Same observation for Maeva Musso of the AJPJA, who delivers the first recommendations resulting from the #choisirpsychiatrie survey, relating to the attractiveness of the sector and carried out among 3,396 professionals or future professionals: tend towards an end to restraints and isolation, avoiding the overprescription of medications, centering care around recovery, the patient and their family… These practices, coupled with destigmatization of mental health, could once again attract caregivers in a cruelly deserted area.
…as for caregivers
In public hospitals, there is a shortage of speech therapists, psychomotor therapists, nurses and especially psychiatrists. In medical school, psychiatry is one of the least chosen specialties – 67 intern positions remained vacant in 2023. And future psychiatrists, put off by working conditions, are increasingly heading towards the liberal sector or towards private clinics, which are gaining ground.

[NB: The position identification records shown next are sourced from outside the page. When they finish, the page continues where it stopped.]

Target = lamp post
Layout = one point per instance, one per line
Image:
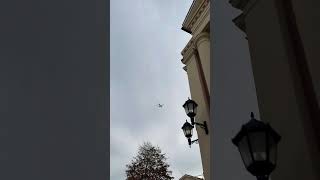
(190, 107)
(257, 143)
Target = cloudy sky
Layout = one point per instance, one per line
(146, 41)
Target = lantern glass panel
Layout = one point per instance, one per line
(245, 151)
(188, 132)
(191, 108)
(258, 145)
(272, 150)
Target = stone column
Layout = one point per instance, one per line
(202, 43)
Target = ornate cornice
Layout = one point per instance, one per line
(239, 22)
(195, 11)
(246, 6)
(204, 36)
(239, 4)
(188, 51)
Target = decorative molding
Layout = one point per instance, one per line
(204, 36)
(195, 11)
(246, 6)
(188, 51)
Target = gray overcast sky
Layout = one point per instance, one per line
(146, 41)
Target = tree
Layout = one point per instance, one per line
(149, 164)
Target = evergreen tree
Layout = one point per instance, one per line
(149, 164)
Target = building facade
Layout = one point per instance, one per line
(196, 57)
(188, 177)
(283, 38)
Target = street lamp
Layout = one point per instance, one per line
(187, 130)
(257, 143)
(190, 107)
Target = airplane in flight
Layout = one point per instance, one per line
(160, 105)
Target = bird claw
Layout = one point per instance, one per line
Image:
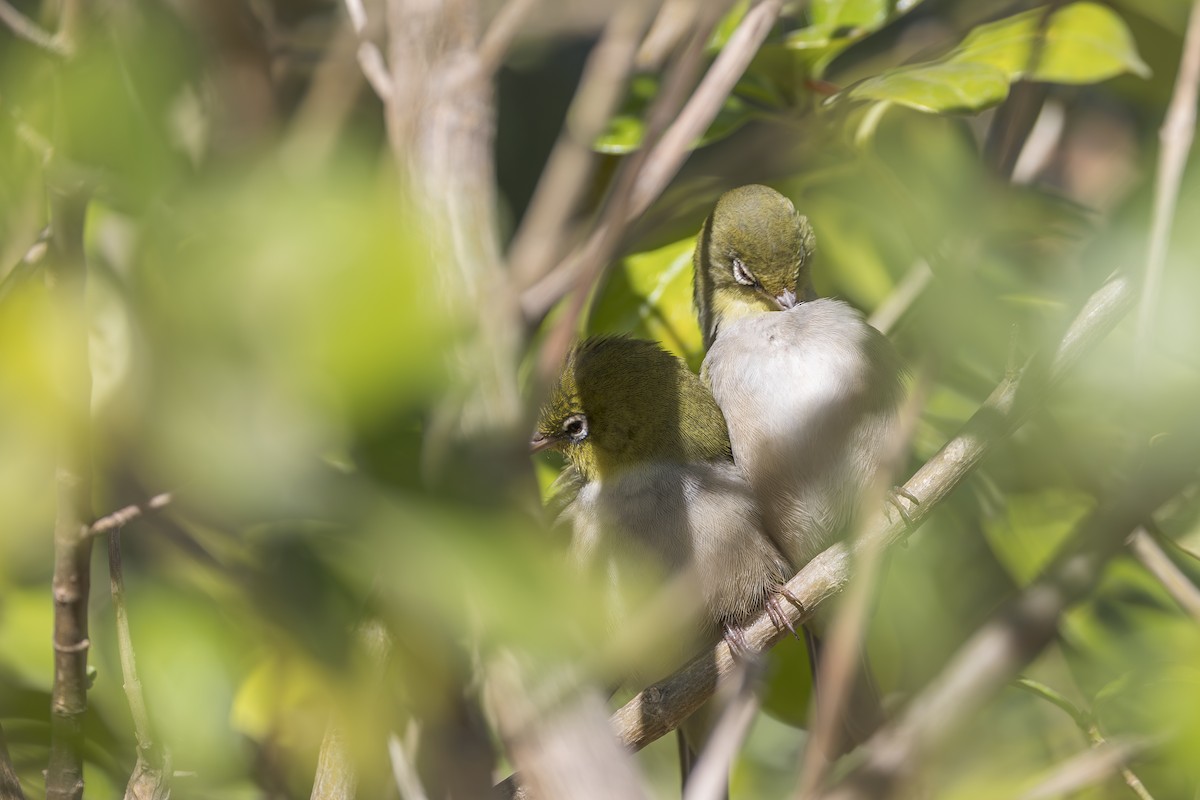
(894, 501)
(736, 638)
(778, 614)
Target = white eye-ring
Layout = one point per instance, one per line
(743, 275)
(576, 427)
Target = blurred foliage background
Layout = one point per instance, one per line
(276, 340)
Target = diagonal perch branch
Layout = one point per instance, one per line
(663, 707)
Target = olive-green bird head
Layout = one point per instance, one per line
(622, 402)
(754, 253)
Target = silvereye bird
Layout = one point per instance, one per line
(652, 477)
(649, 457)
(809, 390)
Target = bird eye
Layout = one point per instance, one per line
(743, 275)
(576, 427)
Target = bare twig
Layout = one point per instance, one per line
(501, 32)
(911, 286)
(1086, 769)
(663, 707)
(408, 783)
(151, 775)
(336, 777)
(839, 672)
(711, 777)
(559, 740)
(66, 276)
(1159, 564)
(1176, 134)
(123, 517)
(10, 785)
(371, 59)
(1017, 633)
(538, 242)
(27, 29)
(1086, 723)
(587, 263)
(664, 160)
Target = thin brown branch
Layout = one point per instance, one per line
(1086, 723)
(663, 161)
(559, 740)
(843, 655)
(501, 32)
(1086, 769)
(10, 785)
(1024, 626)
(1176, 134)
(66, 276)
(663, 707)
(539, 241)
(371, 61)
(709, 779)
(27, 29)
(151, 774)
(123, 517)
(1161, 565)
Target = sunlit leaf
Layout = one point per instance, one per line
(1079, 43)
(1083, 42)
(1035, 525)
(649, 295)
(837, 24)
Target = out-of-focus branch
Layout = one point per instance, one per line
(1086, 769)
(558, 740)
(661, 162)
(581, 270)
(123, 517)
(709, 779)
(501, 32)
(1086, 723)
(10, 785)
(369, 54)
(1176, 134)
(538, 242)
(1017, 633)
(441, 126)
(1159, 564)
(151, 774)
(663, 707)
(27, 29)
(66, 276)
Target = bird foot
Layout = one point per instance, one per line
(777, 612)
(736, 638)
(893, 500)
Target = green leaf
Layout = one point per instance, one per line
(649, 295)
(937, 88)
(1077, 44)
(837, 24)
(1080, 43)
(1035, 527)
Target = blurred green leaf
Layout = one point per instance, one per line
(1033, 528)
(837, 24)
(1083, 42)
(1075, 44)
(939, 88)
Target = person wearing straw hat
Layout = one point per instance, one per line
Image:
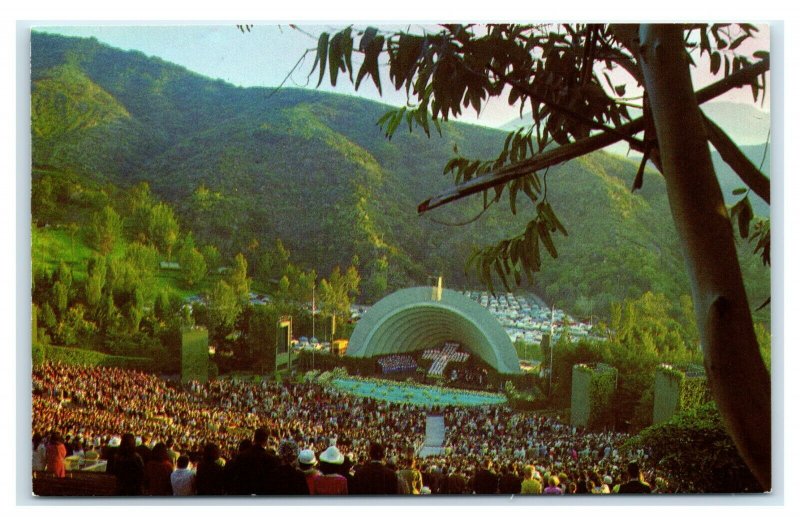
(374, 477)
(289, 480)
(329, 482)
(307, 462)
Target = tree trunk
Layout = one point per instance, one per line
(736, 373)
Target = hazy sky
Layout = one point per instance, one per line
(266, 55)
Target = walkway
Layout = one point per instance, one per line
(434, 436)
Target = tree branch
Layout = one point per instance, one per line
(582, 146)
(731, 154)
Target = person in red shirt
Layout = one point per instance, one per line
(55, 454)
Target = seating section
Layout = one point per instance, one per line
(441, 357)
(397, 363)
(75, 484)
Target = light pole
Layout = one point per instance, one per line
(552, 321)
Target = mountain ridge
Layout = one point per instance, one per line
(314, 170)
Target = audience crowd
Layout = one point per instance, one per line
(230, 437)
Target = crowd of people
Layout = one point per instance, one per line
(243, 438)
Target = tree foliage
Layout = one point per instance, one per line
(563, 73)
(696, 452)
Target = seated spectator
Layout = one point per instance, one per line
(289, 480)
(55, 453)
(531, 483)
(183, 478)
(210, 472)
(374, 477)
(157, 472)
(329, 482)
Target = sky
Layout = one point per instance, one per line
(266, 55)
(172, 46)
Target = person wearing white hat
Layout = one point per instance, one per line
(329, 482)
(307, 462)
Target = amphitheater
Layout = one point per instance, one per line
(423, 317)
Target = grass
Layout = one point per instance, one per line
(53, 244)
(85, 357)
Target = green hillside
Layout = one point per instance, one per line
(244, 167)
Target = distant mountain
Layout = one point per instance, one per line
(744, 123)
(245, 166)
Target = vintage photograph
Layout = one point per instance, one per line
(414, 261)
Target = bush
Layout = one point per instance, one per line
(694, 449)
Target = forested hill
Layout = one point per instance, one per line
(242, 167)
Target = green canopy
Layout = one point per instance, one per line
(413, 319)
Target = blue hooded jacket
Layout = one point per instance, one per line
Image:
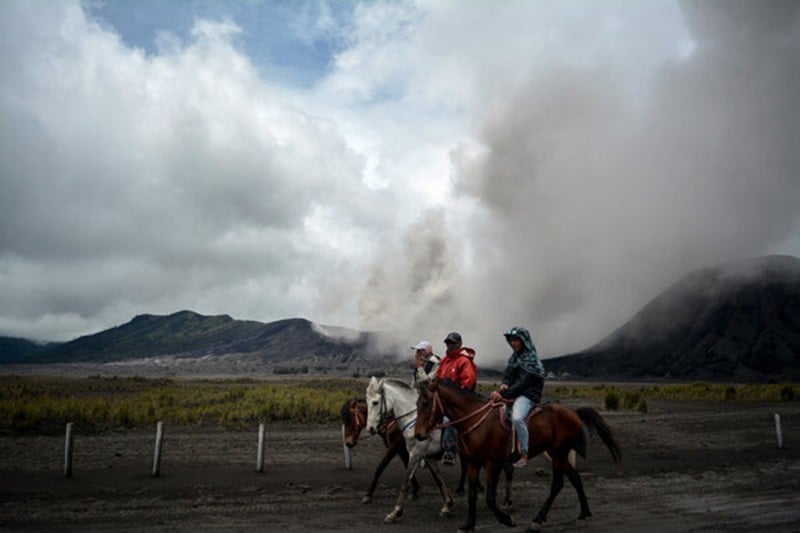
(524, 372)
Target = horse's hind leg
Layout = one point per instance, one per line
(403, 453)
(447, 498)
(463, 478)
(508, 468)
(575, 479)
(392, 517)
(492, 478)
(555, 488)
(387, 458)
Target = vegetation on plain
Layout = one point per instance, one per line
(46, 404)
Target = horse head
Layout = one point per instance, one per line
(377, 409)
(429, 412)
(354, 419)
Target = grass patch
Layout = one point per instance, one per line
(93, 404)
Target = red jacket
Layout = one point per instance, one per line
(458, 366)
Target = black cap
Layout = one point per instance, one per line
(453, 337)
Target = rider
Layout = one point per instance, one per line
(425, 362)
(522, 382)
(458, 366)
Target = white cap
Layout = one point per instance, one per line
(423, 345)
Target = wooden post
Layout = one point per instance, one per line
(347, 464)
(260, 454)
(157, 454)
(68, 451)
(779, 431)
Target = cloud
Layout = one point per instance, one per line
(584, 195)
(454, 166)
(140, 183)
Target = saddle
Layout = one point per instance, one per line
(505, 421)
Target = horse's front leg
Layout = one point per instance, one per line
(413, 462)
(447, 498)
(387, 458)
(472, 498)
(508, 468)
(492, 479)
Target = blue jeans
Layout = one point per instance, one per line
(449, 439)
(522, 406)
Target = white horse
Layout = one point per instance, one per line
(393, 396)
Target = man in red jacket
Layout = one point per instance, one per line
(458, 367)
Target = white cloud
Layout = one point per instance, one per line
(465, 166)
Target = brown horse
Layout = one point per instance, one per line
(485, 441)
(354, 419)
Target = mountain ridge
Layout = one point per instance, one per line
(736, 321)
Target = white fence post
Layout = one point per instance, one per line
(157, 454)
(260, 454)
(68, 451)
(347, 464)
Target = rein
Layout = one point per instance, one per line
(484, 411)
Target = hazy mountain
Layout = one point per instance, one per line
(739, 321)
(15, 350)
(217, 344)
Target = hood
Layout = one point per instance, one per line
(467, 352)
(524, 335)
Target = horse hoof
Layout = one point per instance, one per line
(506, 521)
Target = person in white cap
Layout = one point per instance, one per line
(426, 363)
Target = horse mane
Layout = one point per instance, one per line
(345, 412)
(399, 384)
(455, 387)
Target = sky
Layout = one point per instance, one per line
(409, 167)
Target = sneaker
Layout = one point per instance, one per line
(448, 459)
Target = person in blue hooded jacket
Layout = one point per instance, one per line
(523, 381)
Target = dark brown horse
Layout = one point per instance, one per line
(354, 419)
(485, 442)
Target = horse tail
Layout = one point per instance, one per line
(596, 425)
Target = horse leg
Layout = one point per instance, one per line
(555, 488)
(387, 458)
(463, 478)
(508, 468)
(403, 453)
(472, 498)
(492, 478)
(575, 479)
(447, 498)
(413, 462)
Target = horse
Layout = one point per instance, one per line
(354, 419)
(392, 395)
(485, 441)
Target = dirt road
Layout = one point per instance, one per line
(687, 466)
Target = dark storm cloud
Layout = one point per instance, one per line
(591, 202)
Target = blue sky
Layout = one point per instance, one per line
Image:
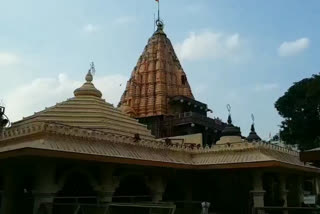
(243, 53)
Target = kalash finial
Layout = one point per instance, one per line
(229, 116)
(253, 136)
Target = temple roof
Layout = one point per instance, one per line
(156, 78)
(253, 136)
(87, 110)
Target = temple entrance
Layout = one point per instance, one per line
(77, 190)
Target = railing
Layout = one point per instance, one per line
(286, 210)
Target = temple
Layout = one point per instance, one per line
(83, 155)
(159, 95)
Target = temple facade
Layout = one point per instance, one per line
(83, 155)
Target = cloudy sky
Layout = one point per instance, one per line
(243, 53)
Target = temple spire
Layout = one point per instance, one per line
(253, 135)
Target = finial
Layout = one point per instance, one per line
(229, 116)
(253, 135)
(88, 89)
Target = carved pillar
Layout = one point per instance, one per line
(45, 189)
(205, 207)
(258, 191)
(283, 192)
(300, 190)
(157, 186)
(108, 184)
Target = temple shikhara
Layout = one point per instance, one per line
(158, 94)
(157, 152)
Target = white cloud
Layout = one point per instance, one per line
(210, 45)
(90, 28)
(46, 92)
(266, 87)
(125, 20)
(8, 58)
(293, 47)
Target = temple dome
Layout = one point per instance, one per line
(157, 76)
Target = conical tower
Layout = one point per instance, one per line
(156, 78)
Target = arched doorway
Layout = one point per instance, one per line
(77, 191)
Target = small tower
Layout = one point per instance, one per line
(253, 135)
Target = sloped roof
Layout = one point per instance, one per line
(59, 140)
(157, 76)
(88, 110)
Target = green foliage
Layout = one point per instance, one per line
(300, 108)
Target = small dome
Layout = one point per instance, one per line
(88, 89)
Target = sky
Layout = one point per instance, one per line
(244, 53)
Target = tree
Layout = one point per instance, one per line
(300, 108)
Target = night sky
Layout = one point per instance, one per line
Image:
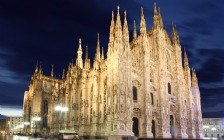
(49, 30)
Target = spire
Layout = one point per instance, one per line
(155, 11)
(79, 61)
(40, 69)
(97, 55)
(36, 69)
(86, 52)
(52, 71)
(112, 28)
(102, 56)
(87, 61)
(160, 18)
(80, 45)
(175, 36)
(118, 20)
(142, 23)
(125, 30)
(134, 32)
(186, 65)
(155, 18)
(118, 28)
(63, 74)
(194, 79)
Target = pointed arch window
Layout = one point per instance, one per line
(169, 88)
(135, 93)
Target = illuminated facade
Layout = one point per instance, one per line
(141, 89)
(213, 127)
(11, 125)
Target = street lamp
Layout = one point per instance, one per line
(61, 109)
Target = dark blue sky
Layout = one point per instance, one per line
(48, 31)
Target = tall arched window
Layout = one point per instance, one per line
(169, 88)
(152, 99)
(135, 92)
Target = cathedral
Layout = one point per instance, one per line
(142, 88)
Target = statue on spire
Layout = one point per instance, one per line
(134, 31)
(175, 36)
(79, 61)
(125, 30)
(142, 23)
(52, 71)
(186, 64)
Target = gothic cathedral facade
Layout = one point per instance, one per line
(141, 89)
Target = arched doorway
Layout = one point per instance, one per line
(135, 126)
(153, 129)
(171, 126)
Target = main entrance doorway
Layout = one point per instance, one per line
(135, 126)
(153, 129)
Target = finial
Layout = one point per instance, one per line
(36, 69)
(155, 7)
(86, 51)
(40, 69)
(98, 40)
(63, 74)
(102, 56)
(134, 32)
(80, 41)
(52, 71)
(142, 10)
(112, 14)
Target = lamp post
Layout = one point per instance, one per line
(36, 119)
(61, 109)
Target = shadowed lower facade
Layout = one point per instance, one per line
(140, 89)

The textbook cases follow one another. At the Edouard-Toulouse psychiatric hospital, in the northern districts of Marseille, a doctor left during the summer of 2024 and an entire unit will close in 2025, depriving an entire district of care.
The unions denounce a “failure to assist a person in danger” for the general population and for patients
The unions denounce a real “failure to assist a person in danger” for the general population and for patients, in services where one can be “three caregivers for thirty patients”, while the head of the establishment deplores the great difficulty in recruiting doctors.
In Ariège, a rural department particularly affected by medical deserts, the only psychiatric hospital has been operating understaffed for several years. But the promulgation of the RIST law of May 2023, which regulates the salary of temporary workers in the public sector, precipitated the departure to the private sector of more than half of the team, most of them hired on a temporary basis, leaving psychiatric emergencies bloodless .
For Noël Pommepuy, these desertions also relate to a “public service crisis” resulting from political choices. He also has no shortage of “courageous” ideas to resolve this crisis in psychiatry. For example, nationalize temporary work with a pool of doctors and a capped salary, create an intermediate profession between the psychiatrist and the nurse, revalue salary scales, or even establish an obligation of care in the final year of psychology.
For the associations of young psychiatrists AJPJA, Affep and ANEMF, the challenge is to “ change the way we think about care [en faveur d’] a modern, humanist, progressive, courageous and questioning psychiatry.” A more humane psychiatry which would once again make young doctors want to get involved, patients and their families to be supported, and the general population to be in better health.